Kamienica is a river in the Gorce Mountains, partly on the border with the Beskids, the left tributary of the Dunajec River. It squeezes through a deep valley between the slopes of Mostownica and Jaworzyna Kamienicka, flowing through a ravine 8–12 m deep. In the vicinity of the Borek Pass it bends sharply to the east, causing strong erosion of the slopes of this pass. This is an attractive tourist area. In its upper reaches (to Rivers) it flows within the boundaries of the Gorce National Park. Marked here, through the valley of Kamienica blue trail to Borek pass.

Below Rzki Kamienica flows down a deep and narrow valley between Gorceńska Kiczora Kamienicka and Wielki Wierch on the one hand, and the Beskid massif of Jasień and Mogielica on the other. It continues to flow through Szczawa, Kamienica and at an altitude of 363 meters it flows into the Dunajec River in Zabrzez. The length of its course is 32 km, and the gradient is 25 m/km.

According to Jerzy Kondracki's previous geographic regionalization of Poland, the section from the mouth of the Głębieniec stream to the mouth of the Dunajec River forms the border between the Gorce Mountains and the Beskid Wyspowy. Numerous rock exposures, boulders, and thresholds can be found in its bed. Among the most interesting are the Spad waterfall and the "Green Banior" banior.
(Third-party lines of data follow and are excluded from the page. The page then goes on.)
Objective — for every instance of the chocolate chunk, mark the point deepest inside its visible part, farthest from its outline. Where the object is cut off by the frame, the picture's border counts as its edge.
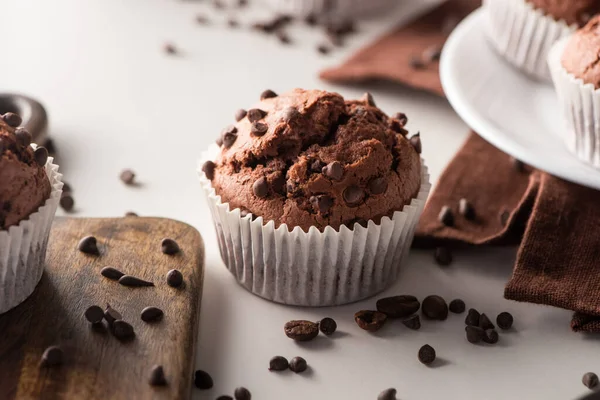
(435, 307)
(41, 156)
(457, 306)
(427, 354)
(298, 365)
(301, 331)
(370, 320)
(209, 169)
(88, 245)
(278, 363)
(413, 322)
(132, 281)
(151, 314)
(111, 273)
(504, 320)
(169, 246)
(260, 188)
(174, 278)
(94, 314)
(398, 306)
(328, 326)
(157, 376)
(353, 195)
(203, 380)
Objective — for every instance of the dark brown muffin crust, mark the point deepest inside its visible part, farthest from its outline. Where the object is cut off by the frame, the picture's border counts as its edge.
(309, 158)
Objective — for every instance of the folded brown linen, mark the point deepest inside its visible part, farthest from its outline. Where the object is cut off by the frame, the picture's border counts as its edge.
(555, 222)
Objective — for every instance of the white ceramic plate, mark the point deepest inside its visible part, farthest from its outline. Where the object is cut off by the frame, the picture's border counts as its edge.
(518, 115)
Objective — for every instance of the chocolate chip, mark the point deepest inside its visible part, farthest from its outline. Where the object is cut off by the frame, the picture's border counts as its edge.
(466, 209)
(13, 120)
(53, 356)
(278, 363)
(174, 278)
(88, 245)
(157, 376)
(127, 176)
(504, 320)
(435, 307)
(258, 128)
(203, 380)
(370, 320)
(457, 306)
(442, 256)
(94, 314)
(151, 314)
(413, 322)
(427, 354)
(209, 169)
(328, 326)
(590, 380)
(300, 330)
(41, 156)
(169, 246)
(472, 318)
(260, 188)
(398, 306)
(446, 216)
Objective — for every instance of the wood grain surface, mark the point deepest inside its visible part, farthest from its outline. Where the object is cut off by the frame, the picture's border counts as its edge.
(97, 364)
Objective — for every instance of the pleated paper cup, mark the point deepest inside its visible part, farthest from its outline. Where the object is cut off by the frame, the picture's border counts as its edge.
(523, 35)
(312, 268)
(23, 247)
(580, 106)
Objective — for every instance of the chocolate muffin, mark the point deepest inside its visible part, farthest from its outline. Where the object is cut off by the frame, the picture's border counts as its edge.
(24, 184)
(310, 158)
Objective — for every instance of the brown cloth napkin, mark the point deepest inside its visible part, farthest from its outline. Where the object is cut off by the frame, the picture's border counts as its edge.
(555, 223)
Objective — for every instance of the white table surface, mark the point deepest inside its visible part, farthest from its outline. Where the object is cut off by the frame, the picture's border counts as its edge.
(116, 100)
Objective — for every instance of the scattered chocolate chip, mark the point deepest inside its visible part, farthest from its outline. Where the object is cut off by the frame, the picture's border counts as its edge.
(203, 380)
(151, 314)
(472, 318)
(435, 307)
(132, 281)
(413, 322)
(427, 354)
(590, 380)
(209, 169)
(443, 256)
(169, 246)
(328, 326)
(504, 320)
(53, 356)
(157, 376)
(174, 278)
(398, 306)
(370, 320)
(278, 363)
(446, 216)
(457, 306)
(301, 330)
(88, 245)
(94, 314)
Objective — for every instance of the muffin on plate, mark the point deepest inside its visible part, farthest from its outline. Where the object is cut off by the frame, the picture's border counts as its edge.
(523, 31)
(576, 74)
(30, 189)
(314, 198)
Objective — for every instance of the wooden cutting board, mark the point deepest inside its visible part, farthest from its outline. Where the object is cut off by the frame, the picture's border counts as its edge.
(98, 365)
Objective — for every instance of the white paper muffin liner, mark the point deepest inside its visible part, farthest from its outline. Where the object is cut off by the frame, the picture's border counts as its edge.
(23, 247)
(312, 268)
(523, 35)
(580, 105)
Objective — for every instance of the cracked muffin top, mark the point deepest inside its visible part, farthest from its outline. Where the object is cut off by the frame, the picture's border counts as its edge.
(310, 158)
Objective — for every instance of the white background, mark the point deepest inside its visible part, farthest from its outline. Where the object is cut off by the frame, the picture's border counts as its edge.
(116, 100)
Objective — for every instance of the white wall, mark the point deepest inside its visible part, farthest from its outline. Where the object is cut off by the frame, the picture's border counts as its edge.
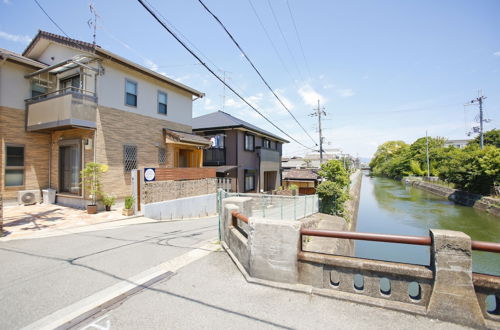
(111, 93)
(14, 88)
(58, 52)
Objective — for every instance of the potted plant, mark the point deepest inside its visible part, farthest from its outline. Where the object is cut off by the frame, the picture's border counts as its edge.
(129, 203)
(108, 201)
(91, 180)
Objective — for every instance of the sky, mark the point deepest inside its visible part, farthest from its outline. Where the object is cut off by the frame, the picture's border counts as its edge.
(383, 70)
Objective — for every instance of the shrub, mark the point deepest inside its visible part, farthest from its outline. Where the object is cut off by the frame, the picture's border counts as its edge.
(129, 202)
(332, 196)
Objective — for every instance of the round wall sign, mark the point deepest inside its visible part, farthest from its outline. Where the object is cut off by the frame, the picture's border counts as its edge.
(149, 174)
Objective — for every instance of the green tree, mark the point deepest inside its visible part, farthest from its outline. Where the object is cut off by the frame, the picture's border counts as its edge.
(332, 196)
(491, 138)
(333, 170)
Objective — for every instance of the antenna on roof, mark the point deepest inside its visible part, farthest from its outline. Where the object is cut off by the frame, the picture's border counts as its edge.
(92, 22)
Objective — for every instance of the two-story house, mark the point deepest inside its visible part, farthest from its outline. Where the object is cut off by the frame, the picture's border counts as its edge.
(65, 102)
(249, 155)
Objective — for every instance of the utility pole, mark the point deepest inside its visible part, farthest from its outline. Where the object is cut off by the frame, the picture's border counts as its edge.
(427, 151)
(224, 88)
(479, 100)
(319, 111)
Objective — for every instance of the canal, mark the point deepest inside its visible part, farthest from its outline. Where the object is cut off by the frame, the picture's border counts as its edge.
(390, 207)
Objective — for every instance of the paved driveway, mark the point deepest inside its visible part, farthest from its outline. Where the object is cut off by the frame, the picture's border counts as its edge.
(40, 276)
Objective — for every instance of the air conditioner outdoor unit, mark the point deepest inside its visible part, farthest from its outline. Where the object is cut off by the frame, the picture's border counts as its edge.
(28, 197)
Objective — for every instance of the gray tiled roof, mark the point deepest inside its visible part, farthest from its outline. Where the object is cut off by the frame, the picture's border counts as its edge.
(221, 119)
(20, 58)
(298, 174)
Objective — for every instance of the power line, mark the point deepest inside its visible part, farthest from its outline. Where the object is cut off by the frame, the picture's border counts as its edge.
(283, 36)
(272, 43)
(46, 14)
(298, 38)
(255, 69)
(318, 112)
(213, 73)
(182, 35)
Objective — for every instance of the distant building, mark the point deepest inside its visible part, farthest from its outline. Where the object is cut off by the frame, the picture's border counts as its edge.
(247, 154)
(457, 143)
(305, 179)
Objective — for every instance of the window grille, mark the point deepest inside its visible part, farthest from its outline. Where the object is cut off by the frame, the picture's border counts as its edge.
(162, 156)
(129, 157)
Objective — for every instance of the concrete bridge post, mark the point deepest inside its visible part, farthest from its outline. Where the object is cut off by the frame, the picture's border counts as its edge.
(453, 297)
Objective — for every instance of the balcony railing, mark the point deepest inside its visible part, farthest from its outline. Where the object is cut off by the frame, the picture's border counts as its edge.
(69, 107)
(269, 155)
(214, 157)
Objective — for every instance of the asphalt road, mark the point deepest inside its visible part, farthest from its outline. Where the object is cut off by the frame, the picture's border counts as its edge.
(41, 276)
(212, 294)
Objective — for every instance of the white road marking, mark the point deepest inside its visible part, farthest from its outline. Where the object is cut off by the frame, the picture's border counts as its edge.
(79, 311)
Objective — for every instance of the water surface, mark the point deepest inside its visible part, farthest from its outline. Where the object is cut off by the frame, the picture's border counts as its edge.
(390, 207)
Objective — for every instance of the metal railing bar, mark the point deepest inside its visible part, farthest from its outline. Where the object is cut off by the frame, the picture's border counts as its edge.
(240, 216)
(416, 240)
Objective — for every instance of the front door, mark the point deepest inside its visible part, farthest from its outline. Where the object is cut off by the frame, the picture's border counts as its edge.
(69, 168)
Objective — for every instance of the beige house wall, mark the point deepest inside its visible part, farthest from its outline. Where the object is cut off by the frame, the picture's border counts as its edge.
(116, 128)
(36, 152)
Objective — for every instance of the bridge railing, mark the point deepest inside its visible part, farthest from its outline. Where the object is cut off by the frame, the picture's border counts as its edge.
(404, 283)
(447, 289)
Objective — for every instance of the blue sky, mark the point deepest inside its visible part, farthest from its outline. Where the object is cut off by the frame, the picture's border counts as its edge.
(384, 70)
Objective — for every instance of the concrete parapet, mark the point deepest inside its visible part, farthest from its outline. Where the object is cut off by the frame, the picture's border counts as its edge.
(273, 249)
(453, 297)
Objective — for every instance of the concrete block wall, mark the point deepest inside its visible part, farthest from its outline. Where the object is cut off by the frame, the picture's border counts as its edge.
(189, 207)
(159, 191)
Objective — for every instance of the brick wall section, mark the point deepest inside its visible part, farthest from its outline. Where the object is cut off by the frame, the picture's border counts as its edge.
(36, 149)
(115, 128)
(158, 191)
(165, 174)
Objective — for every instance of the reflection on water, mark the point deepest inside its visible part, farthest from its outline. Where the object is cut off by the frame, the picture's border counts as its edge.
(390, 207)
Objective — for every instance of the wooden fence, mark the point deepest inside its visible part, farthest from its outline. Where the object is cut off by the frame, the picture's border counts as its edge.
(184, 173)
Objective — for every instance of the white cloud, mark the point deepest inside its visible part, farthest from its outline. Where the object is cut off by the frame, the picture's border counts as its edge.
(310, 96)
(346, 92)
(209, 105)
(15, 37)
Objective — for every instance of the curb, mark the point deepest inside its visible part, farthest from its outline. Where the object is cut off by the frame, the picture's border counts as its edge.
(78, 312)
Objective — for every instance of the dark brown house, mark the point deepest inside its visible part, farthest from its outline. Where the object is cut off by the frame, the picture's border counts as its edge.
(249, 155)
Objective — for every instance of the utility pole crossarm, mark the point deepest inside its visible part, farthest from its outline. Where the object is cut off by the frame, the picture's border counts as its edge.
(480, 100)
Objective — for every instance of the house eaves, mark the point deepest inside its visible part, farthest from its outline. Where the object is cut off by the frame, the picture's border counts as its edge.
(98, 50)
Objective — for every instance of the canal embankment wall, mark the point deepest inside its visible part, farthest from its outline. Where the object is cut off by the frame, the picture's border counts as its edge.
(352, 205)
(483, 203)
(323, 221)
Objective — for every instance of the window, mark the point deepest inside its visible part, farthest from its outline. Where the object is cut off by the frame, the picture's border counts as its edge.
(217, 141)
(37, 90)
(130, 93)
(162, 103)
(14, 165)
(162, 156)
(249, 142)
(129, 157)
(249, 180)
(70, 84)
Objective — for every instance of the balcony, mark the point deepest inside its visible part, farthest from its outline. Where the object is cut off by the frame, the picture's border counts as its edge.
(214, 157)
(269, 155)
(62, 109)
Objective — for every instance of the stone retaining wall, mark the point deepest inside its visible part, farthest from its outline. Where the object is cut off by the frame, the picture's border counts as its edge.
(352, 205)
(159, 191)
(487, 204)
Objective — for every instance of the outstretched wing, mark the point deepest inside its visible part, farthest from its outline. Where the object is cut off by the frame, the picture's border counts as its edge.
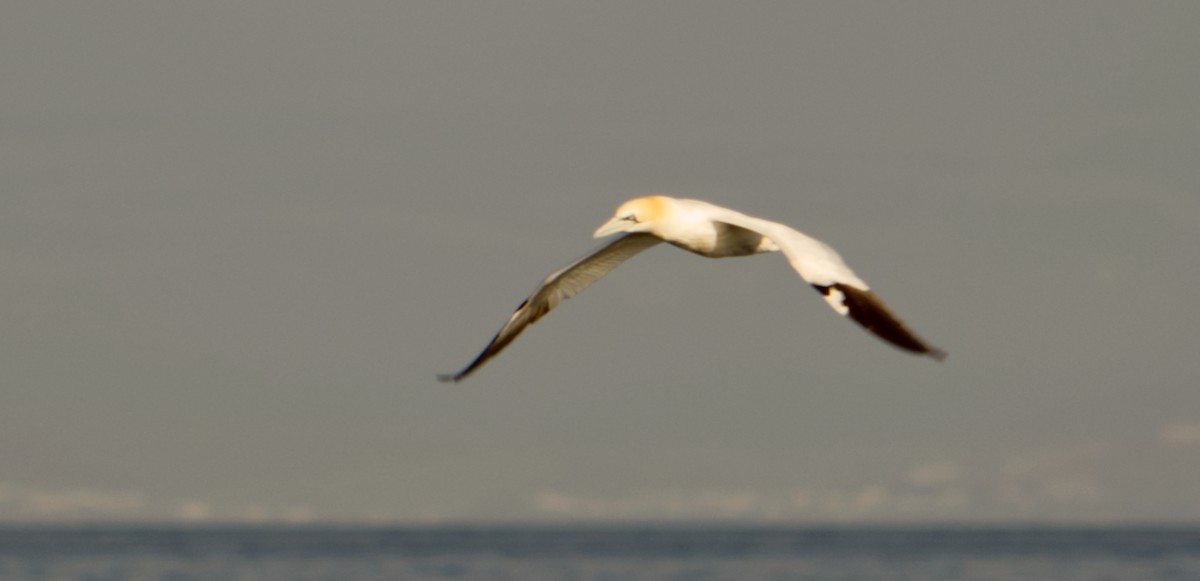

Kamienica's larger tributaries are:

- Left-bank: Miazgowy, Stawieniec, Gorcowy Potok, Mogielica, Szczawa, Zbludza.
- Right-banked: Wspólny Potok, Ustępny, Golkow, Koryciska, Spaleniec, Czerwonka, Rybi, Glêbieniec, Zasadny Potok, Górkowy Potok, Cisowy Potok.

After intense and prolonged rainfall, the Kamienica rapidly rises, sometimes overflowing from its bed. This was the case in July 2018, May 2014, 2010 or 1997, among others, when it destroyed bridges and roads, including DW 968, and sometimes human homes. Of the plants that are rare in Poland, there is a Primula matthioli in the stream valley (under Mostownica).

Around 1880, there were 16 mills, 8 sawmills and a forge on Kamienica, powered by water wheels.

== Hiking trail ==
Rzeki (Lubomierz) – Kamienica valley – Papieżówka – Trusiówka – Borek Pass (here it connects with the yellow trail to Turbacz). Walking time about 3 h, ↓ 2:30 h.